Lindane. The U.S. Food and Drug Administration (FDA) has issued a Public Health Advisory concerning the use of topical formulations of Lindane Lotion and Lindane Shampoo for the treatment of scabies and lice.

Labeling for Lindane products has been changed to include a boxed warning that highlights the most important safety issues associated with use of these products. The boxed warning contains information to better inform physicians and patients regarding the potential risks associated with the use and misuse of Lindane.

The warning emphasizes that Lindane products have been, and continue to be, indicated as a second-line therapy for the treatment of scabies and lice. While the FDA believes that the benefits of Lindane outweigh the risks when used as directed, given the potential for neurotoxicity, patients should only be treated with these medications if other treatments are not tolerable or other approved therapies have failed.

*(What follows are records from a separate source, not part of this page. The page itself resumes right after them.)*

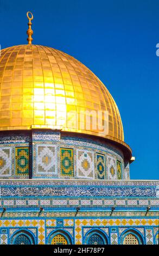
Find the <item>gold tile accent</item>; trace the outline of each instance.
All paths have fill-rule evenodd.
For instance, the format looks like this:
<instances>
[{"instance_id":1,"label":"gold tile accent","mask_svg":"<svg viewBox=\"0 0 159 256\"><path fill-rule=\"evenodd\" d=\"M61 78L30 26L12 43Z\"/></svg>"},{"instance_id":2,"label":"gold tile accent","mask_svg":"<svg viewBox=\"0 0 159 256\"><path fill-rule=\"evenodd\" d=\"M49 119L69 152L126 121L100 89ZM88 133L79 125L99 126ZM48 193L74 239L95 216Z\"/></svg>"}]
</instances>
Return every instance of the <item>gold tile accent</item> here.
<instances>
[{"instance_id":1,"label":"gold tile accent","mask_svg":"<svg viewBox=\"0 0 159 256\"><path fill-rule=\"evenodd\" d=\"M124 141L120 114L108 90L87 67L61 51L34 45L2 50L0 88L0 130L58 126ZM109 110L109 134L87 130L86 115L80 122L84 127L75 129L69 121L73 110Z\"/></svg>"}]
</instances>

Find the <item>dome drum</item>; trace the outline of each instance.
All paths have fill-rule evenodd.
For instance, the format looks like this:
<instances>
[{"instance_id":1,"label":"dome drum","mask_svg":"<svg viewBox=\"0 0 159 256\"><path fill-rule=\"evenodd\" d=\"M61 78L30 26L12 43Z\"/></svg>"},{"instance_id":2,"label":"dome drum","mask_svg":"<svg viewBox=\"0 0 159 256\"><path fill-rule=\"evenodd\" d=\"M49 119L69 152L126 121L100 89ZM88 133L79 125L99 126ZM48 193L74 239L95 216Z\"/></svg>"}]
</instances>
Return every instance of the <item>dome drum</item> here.
<instances>
[{"instance_id":1,"label":"dome drum","mask_svg":"<svg viewBox=\"0 0 159 256\"><path fill-rule=\"evenodd\" d=\"M123 152L95 136L61 131L1 132L1 179L127 179Z\"/></svg>"}]
</instances>

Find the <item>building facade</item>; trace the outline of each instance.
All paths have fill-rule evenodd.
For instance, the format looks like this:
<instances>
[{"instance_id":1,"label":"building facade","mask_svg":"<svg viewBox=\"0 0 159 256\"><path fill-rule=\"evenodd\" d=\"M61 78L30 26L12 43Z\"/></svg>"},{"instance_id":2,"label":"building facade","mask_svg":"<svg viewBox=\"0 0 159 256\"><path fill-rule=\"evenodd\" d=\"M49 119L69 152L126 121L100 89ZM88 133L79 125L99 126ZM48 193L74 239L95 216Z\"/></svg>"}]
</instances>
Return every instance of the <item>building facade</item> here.
<instances>
[{"instance_id":1,"label":"building facade","mask_svg":"<svg viewBox=\"0 0 159 256\"><path fill-rule=\"evenodd\" d=\"M158 244L159 181L130 180L113 99L72 57L32 45L28 17L28 45L0 57L0 243Z\"/></svg>"}]
</instances>

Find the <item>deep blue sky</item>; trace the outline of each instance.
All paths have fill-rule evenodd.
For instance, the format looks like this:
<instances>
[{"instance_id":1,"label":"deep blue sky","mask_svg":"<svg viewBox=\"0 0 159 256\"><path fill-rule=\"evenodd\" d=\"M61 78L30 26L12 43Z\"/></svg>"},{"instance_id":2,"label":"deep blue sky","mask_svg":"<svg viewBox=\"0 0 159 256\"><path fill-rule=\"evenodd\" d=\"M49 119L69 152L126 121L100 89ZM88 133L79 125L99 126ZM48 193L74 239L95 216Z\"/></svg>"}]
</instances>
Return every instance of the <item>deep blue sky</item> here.
<instances>
[{"instance_id":1,"label":"deep blue sky","mask_svg":"<svg viewBox=\"0 0 159 256\"><path fill-rule=\"evenodd\" d=\"M158 0L0 0L2 48L27 44L26 13L33 13L34 44L61 50L106 86L133 150L131 179L158 179Z\"/></svg>"}]
</instances>

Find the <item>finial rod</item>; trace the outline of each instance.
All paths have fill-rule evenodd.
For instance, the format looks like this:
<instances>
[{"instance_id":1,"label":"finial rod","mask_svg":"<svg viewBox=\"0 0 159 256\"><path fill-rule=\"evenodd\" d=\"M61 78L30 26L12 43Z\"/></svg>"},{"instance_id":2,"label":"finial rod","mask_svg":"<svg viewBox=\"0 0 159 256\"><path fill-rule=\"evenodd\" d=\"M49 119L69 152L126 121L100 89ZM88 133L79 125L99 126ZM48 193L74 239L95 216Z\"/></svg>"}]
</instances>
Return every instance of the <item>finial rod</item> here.
<instances>
[{"instance_id":1,"label":"finial rod","mask_svg":"<svg viewBox=\"0 0 159 256\"><path fill-rule=\"evenodd\" d=\"M31 15L31 17L29 16L29 14ZM29 45L31 45L31 42L33 40L33 39L31 37L31 35L33 34L33 31L31 29L32 23L31 22L31 21L32 20L33 20L34 16L33 16L32 13L30 13L30 11L28 11L28 13L27 13L27 18L29 20L29 22L28 23L29 28L28 28L28 29L27 30L27 34L28 35L28 37L27 38L27 40L28 41Z\"/></svg>"}]
</instances>

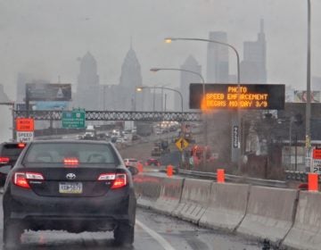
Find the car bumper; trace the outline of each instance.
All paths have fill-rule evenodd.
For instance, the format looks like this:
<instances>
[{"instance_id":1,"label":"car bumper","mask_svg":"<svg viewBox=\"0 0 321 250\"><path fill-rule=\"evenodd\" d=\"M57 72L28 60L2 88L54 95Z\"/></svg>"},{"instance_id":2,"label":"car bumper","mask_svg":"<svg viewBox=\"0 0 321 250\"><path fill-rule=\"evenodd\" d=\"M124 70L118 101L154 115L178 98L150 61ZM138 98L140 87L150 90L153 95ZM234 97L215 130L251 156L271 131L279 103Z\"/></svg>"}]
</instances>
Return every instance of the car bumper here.
<instances>
[{"instance_id":1,"label":"car bumper","mask_svg":"<svg viewBox=\"0 0 321 250\"><path fill-rule=\"evenodd\" d=\"M21 221L25 229L80 232L111 230L119 223L135 224L136 198L126 195L126 190L112 196L50 197L13 188L14 195L4 196L4 216Z\"/></svg>"}]
</instances>

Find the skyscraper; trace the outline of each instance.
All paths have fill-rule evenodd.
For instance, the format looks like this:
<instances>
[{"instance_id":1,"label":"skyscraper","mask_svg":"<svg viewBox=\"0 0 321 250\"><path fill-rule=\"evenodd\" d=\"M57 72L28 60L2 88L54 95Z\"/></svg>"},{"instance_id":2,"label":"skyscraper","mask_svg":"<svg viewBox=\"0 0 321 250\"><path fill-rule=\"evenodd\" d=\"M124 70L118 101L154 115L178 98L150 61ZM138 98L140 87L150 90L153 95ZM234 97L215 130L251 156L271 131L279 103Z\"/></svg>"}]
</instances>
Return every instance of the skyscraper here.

The new boxed warning also states that Lindane Lotion and Lindane Shampoo are to be used with caution in patients who weigh less than approximately 110 lb. These products are not recommended for use in infants and are contraindicated in premature infants. These warnings are based on reports to the FDA's voluntary reporting system which described approximately one half of reported adverse events occurring in pediatric patients.

It is estimated that in the United States up to 1 million prescriptions are written each year to treat new cases of head lice and scabies, which occur mostly in school-aged children. Because Lindane is absorbed through the skin, and because younger children have more skin surface area per pound of body weight than adults, the amount that is absorbed may result in higher blood levels of Lindane in children than that seen in adults. Animal studies also have shown that younger animals are more susceptible to the neurologic side effects seen with Lindane use.

Because most of the serious adverse events reported with Lindane products are caused by misuse and overuse, especially with the lotion, product package sizes will be limited to 1 and 2 oz. Patients should understand the importance of using this medication in a manner consistent with the product labeling.

The instructions for use and information about adverse events also will be provided to patients in the form of a Medication Guide. By law, the Medication Guide must be dispensed by pharmacists directly to the patient with each new prescription of Lindane Lotion or Lindane Shampoo.

Other changes in the labeling address FDA concerns about potential increased risk of adverse reactions associated with the use of Lindane products in immunocompromised patients, such as those with human immunodeficiency virus infection, or patients taking medications, such as antidepressants, that may increase the chances of having a seizure.

Permethrin 5 percent cream is recommended by the Centers for Disease Control and Prevention as primary therapy for scabies. Given the possible risks associated with the use of Lindane, physicians should consider this new safety information when deciding whether to prescribe Lindane Lotion or Lindane Shampoo for patients who may be at risk of serious adverse drug events.